La presenza di tracheostomia, di cannula tra­cheale e la concomitanza di eventuali trattamenti radianti o chemioterapici complicano la gestione di questi pazienti.

 

 

VALUTAZIONE

 

La valutazione del paziente disfagico è complessa e prevede comunque (e nell'ordine) i seguenti passaggi:

  • la storia del disturbo e dei correlati;
  • una sommaria e sintomatica (auto‑)valutazione (tab. 4);
  • l'esame obiettivo (riportiamo con la tabella 5 il percorso per i clienti post‑
    chirurgici);
  • la videofluoroscopia‑videofluorografia, che rappresenta l'indispensabile e non eliminabi­le gold standard diagnostico, l'unico che con­senta una puntuale, diretta, documentata e ripetibile valutazione della brevissima (meno di un secondo) e complessa fase faringea. La videofluoroscopia‑grafia è effettuabile in ogni età (dalla nascita alla vecchiaia) anche senza la collaborazione del cliente. Di norma viene effettuata in proiezione laterale ma anche la proiezione frontale è utile per valu­tare le simmetrie di funzione e soprattutto le funzioni di lato. Particolarmente dimostrati­ve e affidabili sono le evidenziazioni di aspi­razione tracheobronchiali (di cui sono valuta­bili il tipo e anche la percentuale di aspirato). Può venire eseguita senza mezzo di contra­sto, valutando la deglutizione della saliva, o con mezzo di contrasto liquido, semiliquido, semisolido (budini), solido (biscotti);
  • la fibroscopia endoscopica transnasale, che consente: a) una buona visione dei ristagni (valleculae, seni piriformi, vestibolo larin­geo); b) la possibilità di elicitare, toccando con la punta dell'endoscopio, alcune trigger zone ‑ faringee e soprattutto laririgee ‑, il ri­flesso della deglutizione.

A queste procedure possono aggiungersi anche:

  • la valutazione dell'occlusione dentaria (e correlati);
  • la valutazione della prestazionalità generale (ob­bligatoria nei soggetti oligofrenici, ma anche nei post‑comatosi, nei fortemente debilitati ecc.);
  • la valutazione della buccalità, dell'evoluzione. delle abitudini alimentari;
  • l'ecografia linguale (soprattutto‑per la valuta­zione della motilità delle parti interne e profonde della lingua);
  • la manometria esofagea, specie per le discine­sie esofagee e per le alterazioni della contratti­lità degli sfinteri UES e LES;
  • l'esofagogastroscopia, specie nelle alterazioni organiche esofagee (flogosi, cicatrici, neofor­mazioni, ulcere ecc.);
  • la pH‑metria ed eventualmente la bilemetria, specie nelle sindromi da o con reflusso.

 

 

RIMEDIAZIONE

 

La rimediazione può essere:

‑ farmacologica;

‑ chirurgica;

‑ educativa (igienica), riabilitativa.

Ci occuperemo solo dell'ultima.

 

 

NORME IGIENICHE

 

Le norme igieniche sono molto diverse, a secon­da delle situazioni e dell'età.
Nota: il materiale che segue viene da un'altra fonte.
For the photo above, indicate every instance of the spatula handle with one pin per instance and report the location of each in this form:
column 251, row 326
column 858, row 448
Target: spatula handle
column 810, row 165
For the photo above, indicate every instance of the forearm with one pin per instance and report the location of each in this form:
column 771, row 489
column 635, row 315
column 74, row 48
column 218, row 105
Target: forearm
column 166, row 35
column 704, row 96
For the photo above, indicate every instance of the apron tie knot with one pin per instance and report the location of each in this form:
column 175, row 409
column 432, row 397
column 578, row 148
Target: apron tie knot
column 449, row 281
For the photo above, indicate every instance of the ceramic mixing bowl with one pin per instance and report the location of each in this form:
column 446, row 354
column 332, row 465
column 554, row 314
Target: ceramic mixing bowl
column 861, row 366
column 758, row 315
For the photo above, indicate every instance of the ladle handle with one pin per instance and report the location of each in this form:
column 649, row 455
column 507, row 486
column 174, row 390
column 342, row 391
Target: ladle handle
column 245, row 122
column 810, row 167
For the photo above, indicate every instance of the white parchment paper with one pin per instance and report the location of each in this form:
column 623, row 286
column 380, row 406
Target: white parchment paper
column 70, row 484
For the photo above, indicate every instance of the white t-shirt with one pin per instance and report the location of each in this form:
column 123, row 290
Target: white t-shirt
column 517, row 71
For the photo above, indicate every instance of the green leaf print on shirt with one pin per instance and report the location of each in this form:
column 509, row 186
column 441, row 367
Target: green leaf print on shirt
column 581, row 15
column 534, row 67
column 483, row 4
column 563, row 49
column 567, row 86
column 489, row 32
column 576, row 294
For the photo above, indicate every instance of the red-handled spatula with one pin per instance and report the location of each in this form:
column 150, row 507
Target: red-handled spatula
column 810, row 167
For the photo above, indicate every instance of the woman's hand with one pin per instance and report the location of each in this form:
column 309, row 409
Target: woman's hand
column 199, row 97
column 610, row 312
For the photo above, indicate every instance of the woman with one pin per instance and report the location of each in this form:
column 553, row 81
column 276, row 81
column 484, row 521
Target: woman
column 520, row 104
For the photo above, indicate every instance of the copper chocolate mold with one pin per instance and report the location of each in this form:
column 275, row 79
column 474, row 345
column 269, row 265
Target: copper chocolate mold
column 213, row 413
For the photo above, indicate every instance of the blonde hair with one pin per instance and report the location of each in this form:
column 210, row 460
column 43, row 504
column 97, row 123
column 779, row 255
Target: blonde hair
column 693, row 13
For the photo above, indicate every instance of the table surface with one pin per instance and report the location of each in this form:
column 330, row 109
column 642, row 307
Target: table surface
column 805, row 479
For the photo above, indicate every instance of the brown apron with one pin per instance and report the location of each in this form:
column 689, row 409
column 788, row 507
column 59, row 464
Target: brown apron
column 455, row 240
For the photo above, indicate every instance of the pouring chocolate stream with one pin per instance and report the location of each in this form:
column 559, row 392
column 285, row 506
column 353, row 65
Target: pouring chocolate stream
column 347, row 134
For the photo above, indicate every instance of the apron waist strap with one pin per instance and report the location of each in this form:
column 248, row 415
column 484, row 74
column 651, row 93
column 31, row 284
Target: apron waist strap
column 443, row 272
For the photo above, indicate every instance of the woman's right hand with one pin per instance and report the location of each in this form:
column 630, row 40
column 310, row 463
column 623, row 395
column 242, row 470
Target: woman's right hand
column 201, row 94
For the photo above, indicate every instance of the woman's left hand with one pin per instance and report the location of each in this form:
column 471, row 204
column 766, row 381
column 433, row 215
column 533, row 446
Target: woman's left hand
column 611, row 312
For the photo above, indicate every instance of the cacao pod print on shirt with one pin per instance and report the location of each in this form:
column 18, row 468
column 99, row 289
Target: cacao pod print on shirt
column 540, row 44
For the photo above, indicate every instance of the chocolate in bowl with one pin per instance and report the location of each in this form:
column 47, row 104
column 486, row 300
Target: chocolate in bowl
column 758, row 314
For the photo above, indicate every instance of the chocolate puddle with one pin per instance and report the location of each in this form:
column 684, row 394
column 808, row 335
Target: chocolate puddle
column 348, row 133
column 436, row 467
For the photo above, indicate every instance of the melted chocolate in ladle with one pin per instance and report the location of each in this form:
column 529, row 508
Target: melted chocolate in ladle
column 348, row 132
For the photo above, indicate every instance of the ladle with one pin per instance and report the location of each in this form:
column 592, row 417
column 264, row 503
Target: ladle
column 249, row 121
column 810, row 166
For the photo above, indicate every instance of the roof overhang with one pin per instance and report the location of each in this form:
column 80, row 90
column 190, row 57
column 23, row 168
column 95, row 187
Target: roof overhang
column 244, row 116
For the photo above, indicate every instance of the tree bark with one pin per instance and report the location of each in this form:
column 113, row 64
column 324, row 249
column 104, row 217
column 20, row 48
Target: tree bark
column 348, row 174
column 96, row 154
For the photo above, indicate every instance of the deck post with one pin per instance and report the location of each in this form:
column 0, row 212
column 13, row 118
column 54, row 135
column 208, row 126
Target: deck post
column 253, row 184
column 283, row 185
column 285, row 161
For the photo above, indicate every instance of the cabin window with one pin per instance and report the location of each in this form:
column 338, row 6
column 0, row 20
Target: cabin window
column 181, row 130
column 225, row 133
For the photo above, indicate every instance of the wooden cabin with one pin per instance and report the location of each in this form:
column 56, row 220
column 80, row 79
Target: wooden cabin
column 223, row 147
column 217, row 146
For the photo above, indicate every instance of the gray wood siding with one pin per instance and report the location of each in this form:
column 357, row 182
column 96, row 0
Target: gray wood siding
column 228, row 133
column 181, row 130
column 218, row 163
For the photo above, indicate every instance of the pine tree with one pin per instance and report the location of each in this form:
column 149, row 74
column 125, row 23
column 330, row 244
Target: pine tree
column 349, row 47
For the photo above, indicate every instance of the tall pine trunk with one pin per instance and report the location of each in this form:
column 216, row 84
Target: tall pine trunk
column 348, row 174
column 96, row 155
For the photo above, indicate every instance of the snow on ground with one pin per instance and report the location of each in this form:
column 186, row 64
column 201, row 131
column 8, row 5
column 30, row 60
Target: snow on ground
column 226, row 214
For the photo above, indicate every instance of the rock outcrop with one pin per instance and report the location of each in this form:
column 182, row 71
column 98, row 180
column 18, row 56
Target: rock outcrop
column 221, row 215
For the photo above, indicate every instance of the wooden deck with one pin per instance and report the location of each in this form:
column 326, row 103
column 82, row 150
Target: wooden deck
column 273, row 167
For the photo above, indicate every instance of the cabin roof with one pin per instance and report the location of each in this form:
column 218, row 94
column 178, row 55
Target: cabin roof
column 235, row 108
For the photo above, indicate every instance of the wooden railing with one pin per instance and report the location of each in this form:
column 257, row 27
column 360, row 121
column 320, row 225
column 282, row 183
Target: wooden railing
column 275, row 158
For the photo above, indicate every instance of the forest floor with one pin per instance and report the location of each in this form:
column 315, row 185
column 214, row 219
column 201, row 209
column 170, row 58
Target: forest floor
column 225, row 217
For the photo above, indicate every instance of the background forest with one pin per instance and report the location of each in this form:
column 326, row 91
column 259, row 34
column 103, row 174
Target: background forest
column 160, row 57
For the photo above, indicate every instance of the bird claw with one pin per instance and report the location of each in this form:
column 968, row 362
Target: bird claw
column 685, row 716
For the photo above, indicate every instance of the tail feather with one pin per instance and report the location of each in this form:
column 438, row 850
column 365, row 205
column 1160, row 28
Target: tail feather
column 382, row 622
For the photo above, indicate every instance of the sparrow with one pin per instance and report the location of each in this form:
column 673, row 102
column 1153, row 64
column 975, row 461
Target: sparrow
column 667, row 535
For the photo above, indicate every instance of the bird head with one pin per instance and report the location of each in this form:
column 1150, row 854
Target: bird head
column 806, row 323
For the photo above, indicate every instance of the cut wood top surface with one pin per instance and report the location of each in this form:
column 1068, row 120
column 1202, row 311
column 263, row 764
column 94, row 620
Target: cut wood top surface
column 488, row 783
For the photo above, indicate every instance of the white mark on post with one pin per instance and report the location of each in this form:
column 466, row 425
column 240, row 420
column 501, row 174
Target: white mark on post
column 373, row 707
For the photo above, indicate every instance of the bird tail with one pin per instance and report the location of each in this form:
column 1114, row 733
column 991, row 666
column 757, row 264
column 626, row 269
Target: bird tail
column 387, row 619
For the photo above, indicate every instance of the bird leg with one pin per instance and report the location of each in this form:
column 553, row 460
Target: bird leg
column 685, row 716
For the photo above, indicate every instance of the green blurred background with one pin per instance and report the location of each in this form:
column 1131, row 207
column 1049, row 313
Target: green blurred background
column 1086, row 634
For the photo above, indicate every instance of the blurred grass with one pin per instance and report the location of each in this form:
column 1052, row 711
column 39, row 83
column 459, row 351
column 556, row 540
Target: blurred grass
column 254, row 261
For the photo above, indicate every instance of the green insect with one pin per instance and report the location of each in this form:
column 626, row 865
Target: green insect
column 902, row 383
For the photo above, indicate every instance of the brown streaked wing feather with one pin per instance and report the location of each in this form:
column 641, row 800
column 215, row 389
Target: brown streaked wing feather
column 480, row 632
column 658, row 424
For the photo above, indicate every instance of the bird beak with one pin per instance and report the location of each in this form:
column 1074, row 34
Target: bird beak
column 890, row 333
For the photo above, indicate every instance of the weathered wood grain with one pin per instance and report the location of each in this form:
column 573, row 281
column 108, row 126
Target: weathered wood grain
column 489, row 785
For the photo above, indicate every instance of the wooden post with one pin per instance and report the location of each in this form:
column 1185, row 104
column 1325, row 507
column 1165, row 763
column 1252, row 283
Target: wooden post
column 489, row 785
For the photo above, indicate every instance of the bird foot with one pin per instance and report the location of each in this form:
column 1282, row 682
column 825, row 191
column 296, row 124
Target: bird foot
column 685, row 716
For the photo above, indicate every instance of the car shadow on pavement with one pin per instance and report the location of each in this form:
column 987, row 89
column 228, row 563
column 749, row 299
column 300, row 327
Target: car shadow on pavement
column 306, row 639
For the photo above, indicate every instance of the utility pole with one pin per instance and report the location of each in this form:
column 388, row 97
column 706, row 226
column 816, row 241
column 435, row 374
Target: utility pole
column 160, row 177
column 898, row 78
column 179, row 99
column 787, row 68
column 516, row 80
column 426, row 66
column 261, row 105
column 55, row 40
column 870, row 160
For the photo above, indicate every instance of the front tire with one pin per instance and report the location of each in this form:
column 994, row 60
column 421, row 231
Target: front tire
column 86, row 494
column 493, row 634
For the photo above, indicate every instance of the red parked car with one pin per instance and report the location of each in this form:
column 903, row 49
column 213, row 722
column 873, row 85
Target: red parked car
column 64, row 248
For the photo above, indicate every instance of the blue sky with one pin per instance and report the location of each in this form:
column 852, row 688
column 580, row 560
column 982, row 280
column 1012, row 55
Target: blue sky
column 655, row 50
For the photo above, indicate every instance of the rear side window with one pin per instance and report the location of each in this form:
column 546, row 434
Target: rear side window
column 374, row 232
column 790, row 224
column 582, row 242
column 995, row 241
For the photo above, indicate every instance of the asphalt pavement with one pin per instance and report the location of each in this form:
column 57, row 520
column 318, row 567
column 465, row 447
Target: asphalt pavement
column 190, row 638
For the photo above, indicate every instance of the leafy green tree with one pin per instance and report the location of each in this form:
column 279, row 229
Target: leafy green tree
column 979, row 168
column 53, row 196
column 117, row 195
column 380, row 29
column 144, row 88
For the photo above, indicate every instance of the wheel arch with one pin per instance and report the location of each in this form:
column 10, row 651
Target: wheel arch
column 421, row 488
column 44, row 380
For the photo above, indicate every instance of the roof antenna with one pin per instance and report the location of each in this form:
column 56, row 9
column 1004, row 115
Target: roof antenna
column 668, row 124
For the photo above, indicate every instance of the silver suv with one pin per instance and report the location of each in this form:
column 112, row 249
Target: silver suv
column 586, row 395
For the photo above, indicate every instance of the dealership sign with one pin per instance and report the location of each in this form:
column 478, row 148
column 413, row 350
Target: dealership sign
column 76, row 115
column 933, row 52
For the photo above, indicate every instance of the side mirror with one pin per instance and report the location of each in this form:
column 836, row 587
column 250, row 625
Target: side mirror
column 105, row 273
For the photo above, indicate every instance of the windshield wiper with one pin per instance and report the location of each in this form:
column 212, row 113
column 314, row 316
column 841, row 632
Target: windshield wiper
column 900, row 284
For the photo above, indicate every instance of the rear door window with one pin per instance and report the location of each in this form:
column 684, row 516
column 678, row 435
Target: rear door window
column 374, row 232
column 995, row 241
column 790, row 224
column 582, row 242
Di massima, in età evolutiva viene data molta importanza alla scelta dei cibi, cercando di non evitare, con mecca­nismi di iperprotezione, i "cibi difficili" (es., du­ri, con parti da selezionare intrabuccalmente: ci­liegie con nocciolo, chicchi d'uva, carne con ten­dini o parti fibrose o ossee). Sovente la scelta dei cibi viene fatta di concerto con i nutrizionisti (anche in rapporto a "cibi artificiali": acqua ge­lificata, addensanti, coloranti, aggiuntori di gu­sto, a consistenze o somministrabilità particola­ri). La tabella 6 riporta alcuni comportamenti fa­cilitanti.

 

 

TECNICHE RIABILITATIVE

 

Le tecniche riabilitative sono molto numerose: ci limiteremo a riportare (fig. 1) un elenco di tecni­che. È da sottolinearsi che il trattamento educati­vo e riabilitativo è di esclusiva competenza logo­pedica: sarà il logopedista che, oltre alla gestione in prima persona dei casi, provvederà a dare indi­cazioni, consigli ad altre persone e in particolare al personale infermieristico, ai parenti e ad altri care givers.

 

 

 

 

(Dall’introduzione di:

Schindlerr O, Ruoppolo G., Schindler A. Deglutologia. 2001, Torino, Ed. Omega).

 

 

 

 

 

 

 

 

 

 

 

 

 

 

 

 

 

 

 

 

 

 

 

 

 

 

 

 

 

 

 

 

 

 

 

 

 

 

 

 

 

Tabella 1

Le più significative cause di disfagia

Iatrogene

Effetti collaterali di terapie farmacologiche (chemioterapia, neurolettici, etc.)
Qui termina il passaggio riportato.